Making matters worse for the GOP is the fact that the party has all but ceded its immigration policymaking to Trump. House Speaker Paul Ryan has been slowly rolling out a series of policy proposals this month that are intended to demonstrate that the GOP has “ideas” that do not spring from the manic sociopathy of its presidential nominee. The proposals address poverty, national security, economic regulation, and a few other areas, but they leave immigration policy largely untouched. Ryan’s report on national security stresses the importance of border security and the need to “overhaul our immigration system for national security reasons,” but its focus is primarily on combatting terrorism.

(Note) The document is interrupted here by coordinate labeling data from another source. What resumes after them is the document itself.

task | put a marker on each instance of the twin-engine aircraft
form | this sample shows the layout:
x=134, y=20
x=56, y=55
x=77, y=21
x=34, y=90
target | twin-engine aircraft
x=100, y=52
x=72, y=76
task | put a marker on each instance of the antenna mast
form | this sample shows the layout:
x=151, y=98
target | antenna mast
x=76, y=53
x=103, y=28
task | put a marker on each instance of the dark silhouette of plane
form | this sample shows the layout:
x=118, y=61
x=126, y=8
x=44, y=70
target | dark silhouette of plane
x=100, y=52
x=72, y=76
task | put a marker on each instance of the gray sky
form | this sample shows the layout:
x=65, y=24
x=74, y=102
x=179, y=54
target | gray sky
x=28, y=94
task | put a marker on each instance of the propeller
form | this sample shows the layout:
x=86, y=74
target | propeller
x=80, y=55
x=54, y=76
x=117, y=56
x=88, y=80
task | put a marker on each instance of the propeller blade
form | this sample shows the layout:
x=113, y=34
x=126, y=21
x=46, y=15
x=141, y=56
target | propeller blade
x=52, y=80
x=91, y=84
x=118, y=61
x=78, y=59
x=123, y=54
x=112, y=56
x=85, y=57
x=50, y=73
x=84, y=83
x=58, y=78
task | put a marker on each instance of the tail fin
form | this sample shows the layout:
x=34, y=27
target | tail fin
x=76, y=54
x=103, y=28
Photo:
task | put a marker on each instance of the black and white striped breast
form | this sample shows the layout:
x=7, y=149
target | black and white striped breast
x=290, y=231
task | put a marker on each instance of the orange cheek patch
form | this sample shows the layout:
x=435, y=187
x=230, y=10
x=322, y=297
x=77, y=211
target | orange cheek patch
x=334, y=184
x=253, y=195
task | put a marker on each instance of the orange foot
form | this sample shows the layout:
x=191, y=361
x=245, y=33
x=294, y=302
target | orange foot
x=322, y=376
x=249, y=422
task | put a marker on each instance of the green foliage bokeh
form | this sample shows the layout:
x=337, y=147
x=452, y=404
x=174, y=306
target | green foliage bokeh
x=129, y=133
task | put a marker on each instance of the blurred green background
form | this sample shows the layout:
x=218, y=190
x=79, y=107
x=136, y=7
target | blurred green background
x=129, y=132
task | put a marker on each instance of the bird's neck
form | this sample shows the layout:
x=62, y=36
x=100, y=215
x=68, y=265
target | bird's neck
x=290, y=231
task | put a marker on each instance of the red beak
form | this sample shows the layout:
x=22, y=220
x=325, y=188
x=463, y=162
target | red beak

This immigration policy vacuum is being eagerly filled by Trump, who saturates the airwaves with braggadocio about building giant walls, deporting every undocumented immigrant, and starting trade wars with Mexico. He does this as high-ranking Republicans like Paul Ryan, Mitch McConnell, and others make clear that they will support Trump in the general election, even as he spouts off offensive nonsense about immigrants and Latinos. And they stand by Trump even as they recognize the damage he could inflict upon the GOP:

Senate Majority Leader Mitch McConnell said Mr. Trump could be damaging the Republican Party among Hispanic voters the same way 1964 Republican nominee Barry Goldwater's stand against civil rights legislation led to generations of blacks moving to the Democratic Party.

"It did define our party, for at least African-American voters, and it still does today," he told a television interviewer. "That was a complete shift that occurred that year, and we've never be able to get them back."

McConnell is correct – this stuff isn’t quickly or easily forgotten. And Republicans can be sure that in future election cycles the Democrats will do everything within their power to remind Latino voters of who stood with Donald Trump.